CI - not the first "cultural risk" to Deaf culture

About the comparison of implanting cochlear implants in deaf children and comparing this to the Nazi 'final solution' for the Jewish people (and by the way, also Aryan deaf and other disabled Aryan):

In a way, the Deaf culture has already undergone two decimations during the last few decades. As a result, the percentage of multi-defective (medically speaking) persons in the deaf population is higher than it was in the past.

The decimations were due to the following:

  1. Medicine advanced well enough to eliminate several cases of sickness-induced deafness (including ear infections and rubella(SP?) during pregnancy).
  2. Perfection of the hearing aids.

The first reduced the incidence of hearing impairments in the general population. The second severed the Hard of Hearing from the Deaf culture.

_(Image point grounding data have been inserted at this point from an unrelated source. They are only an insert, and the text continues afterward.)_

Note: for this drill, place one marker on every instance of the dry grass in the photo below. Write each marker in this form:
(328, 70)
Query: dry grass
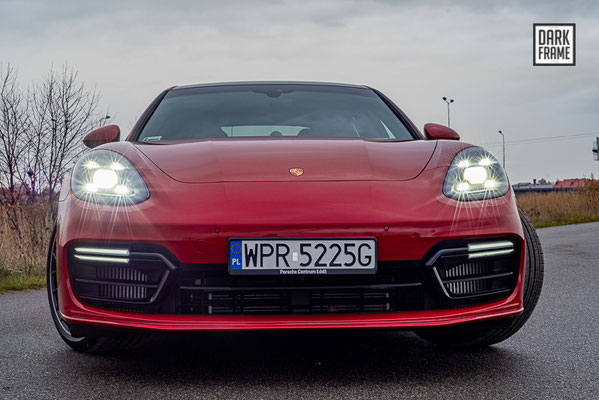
(25, 230)
(24, 233)
(562, 208)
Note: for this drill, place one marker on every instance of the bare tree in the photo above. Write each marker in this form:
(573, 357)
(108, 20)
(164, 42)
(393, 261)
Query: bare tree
(63, 111)
(13, 125)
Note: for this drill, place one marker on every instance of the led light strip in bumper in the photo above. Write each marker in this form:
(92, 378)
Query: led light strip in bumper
(476, 251)
(98, 254)
(490, 249)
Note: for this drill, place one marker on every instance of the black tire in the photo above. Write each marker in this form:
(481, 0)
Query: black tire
(494, 332)
(86, 344)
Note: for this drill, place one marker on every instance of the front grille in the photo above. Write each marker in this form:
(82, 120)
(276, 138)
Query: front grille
(148, 278)
(493, 276)
(109, 279)
(394, 288)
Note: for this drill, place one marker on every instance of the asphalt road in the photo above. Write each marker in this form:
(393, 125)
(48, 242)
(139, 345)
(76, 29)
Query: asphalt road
(556, 355)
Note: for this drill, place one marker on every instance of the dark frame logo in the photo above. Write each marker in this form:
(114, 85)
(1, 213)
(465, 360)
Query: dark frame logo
(554, 44)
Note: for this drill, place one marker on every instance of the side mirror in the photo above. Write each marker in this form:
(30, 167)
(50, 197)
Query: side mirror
(105, 134)
(436, 131)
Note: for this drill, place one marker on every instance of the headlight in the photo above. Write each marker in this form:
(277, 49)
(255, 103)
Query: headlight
(475, 174)
(106, 177)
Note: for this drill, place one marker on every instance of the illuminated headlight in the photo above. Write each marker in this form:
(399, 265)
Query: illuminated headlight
(475, 174)
(106, 177)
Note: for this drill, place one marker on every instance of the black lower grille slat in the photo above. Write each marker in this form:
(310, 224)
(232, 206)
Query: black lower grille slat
(152, 280)
(205, 291)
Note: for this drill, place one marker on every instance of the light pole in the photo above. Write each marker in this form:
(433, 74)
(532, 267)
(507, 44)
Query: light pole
(448, 101)
(503, 142)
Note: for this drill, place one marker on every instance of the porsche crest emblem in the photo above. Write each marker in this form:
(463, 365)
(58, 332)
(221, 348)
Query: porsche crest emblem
(296, 171)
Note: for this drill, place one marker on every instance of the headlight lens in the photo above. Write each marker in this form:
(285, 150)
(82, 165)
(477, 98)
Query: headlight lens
(106, 177)
(475, 174)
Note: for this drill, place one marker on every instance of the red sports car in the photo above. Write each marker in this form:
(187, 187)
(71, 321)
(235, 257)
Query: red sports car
(288, 205)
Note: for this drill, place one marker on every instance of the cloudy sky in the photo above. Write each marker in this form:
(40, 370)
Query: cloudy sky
(479, 53)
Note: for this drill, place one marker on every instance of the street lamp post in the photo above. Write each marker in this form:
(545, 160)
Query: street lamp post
(503, 143)
(448, 101)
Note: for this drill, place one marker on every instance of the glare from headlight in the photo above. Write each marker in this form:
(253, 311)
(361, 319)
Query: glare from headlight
(121, 189)
(91, 164)
(90, 187)
(463, 186)
(115, 166)
(490, 184)
(475, 175)
(105, 178)
(464, 164)
(485, 162)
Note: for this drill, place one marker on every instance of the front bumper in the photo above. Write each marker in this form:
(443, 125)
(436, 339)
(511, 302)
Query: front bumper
(409, 219)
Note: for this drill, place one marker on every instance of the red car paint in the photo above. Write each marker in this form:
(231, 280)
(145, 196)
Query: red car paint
(391, 191)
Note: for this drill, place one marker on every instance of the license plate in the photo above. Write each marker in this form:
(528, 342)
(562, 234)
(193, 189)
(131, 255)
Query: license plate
(302, 256)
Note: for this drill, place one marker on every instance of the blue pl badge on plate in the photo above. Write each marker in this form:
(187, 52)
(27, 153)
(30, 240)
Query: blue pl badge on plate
(235, 254)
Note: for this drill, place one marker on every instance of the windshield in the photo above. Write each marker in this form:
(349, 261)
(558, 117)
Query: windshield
(272, 110)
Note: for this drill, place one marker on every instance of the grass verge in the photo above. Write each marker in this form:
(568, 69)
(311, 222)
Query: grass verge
(561, 208)
(10, 281)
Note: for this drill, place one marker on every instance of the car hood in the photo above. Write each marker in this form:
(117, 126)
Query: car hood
(270, 160)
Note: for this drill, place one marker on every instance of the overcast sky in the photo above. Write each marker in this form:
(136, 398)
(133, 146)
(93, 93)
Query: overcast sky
(479, 53)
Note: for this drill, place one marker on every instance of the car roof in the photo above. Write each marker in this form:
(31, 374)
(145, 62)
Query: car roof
(244, 83)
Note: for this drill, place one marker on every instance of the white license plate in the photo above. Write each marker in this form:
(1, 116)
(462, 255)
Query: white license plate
(302, 256)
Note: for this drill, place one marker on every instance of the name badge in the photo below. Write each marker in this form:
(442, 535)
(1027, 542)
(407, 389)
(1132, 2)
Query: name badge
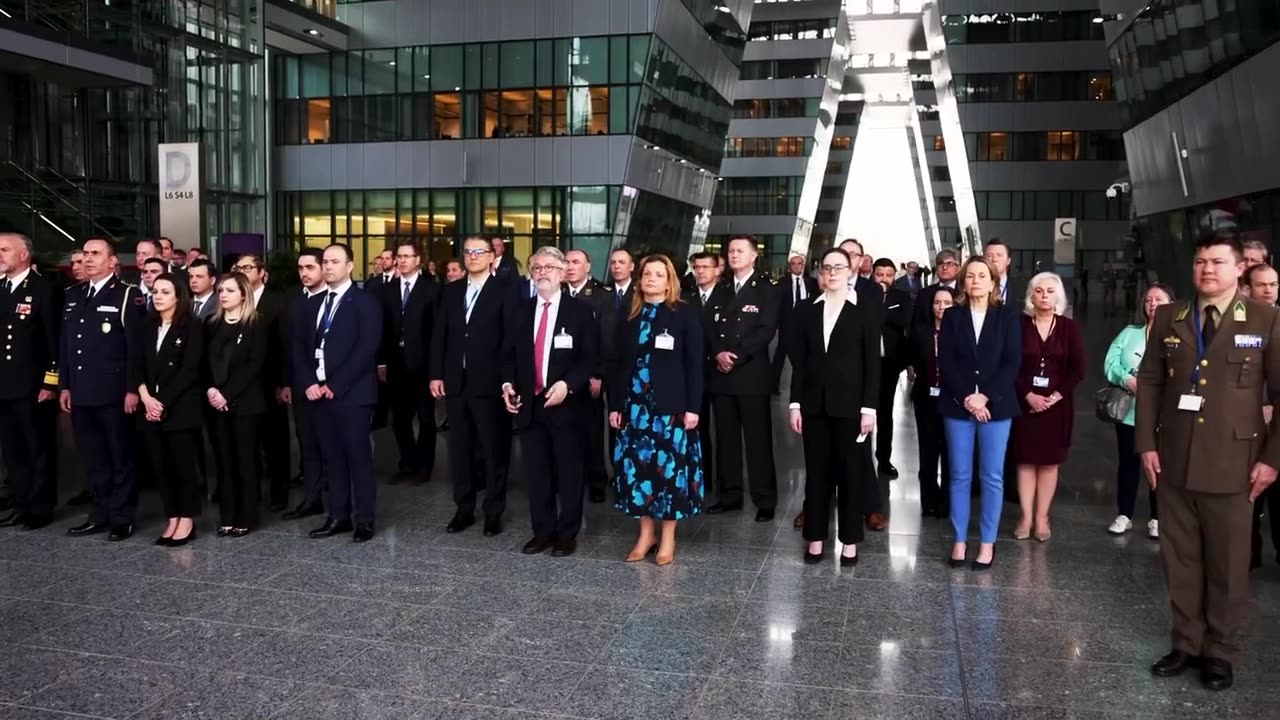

Yet I saw no lamentings about those two developments in the DEAF-L postings. Now cochlear implants will reduce further (but not totally eliminate) the ranks of people whose only choice is the Deaf culture. But there are other relevant developments:

  1. Speech recognition is expected to be reasonably priced in few years, allowing also non-implantable deaf to have more contact with the hearing population.
  2. Sign language will re-merge with spoken language from which it was (probably) divorced in the last century due to inability to transmit gestures via the phone (why do you think Bell was so strong supporter for oralism? So that hearing people will be able to communicate using voice alone and hence use the phone! :-) ) - due to introduction and deployment of the videophone.

(You need only to look at Italians and Jews to realize that sometimes sign language and spoken language could have been merged.)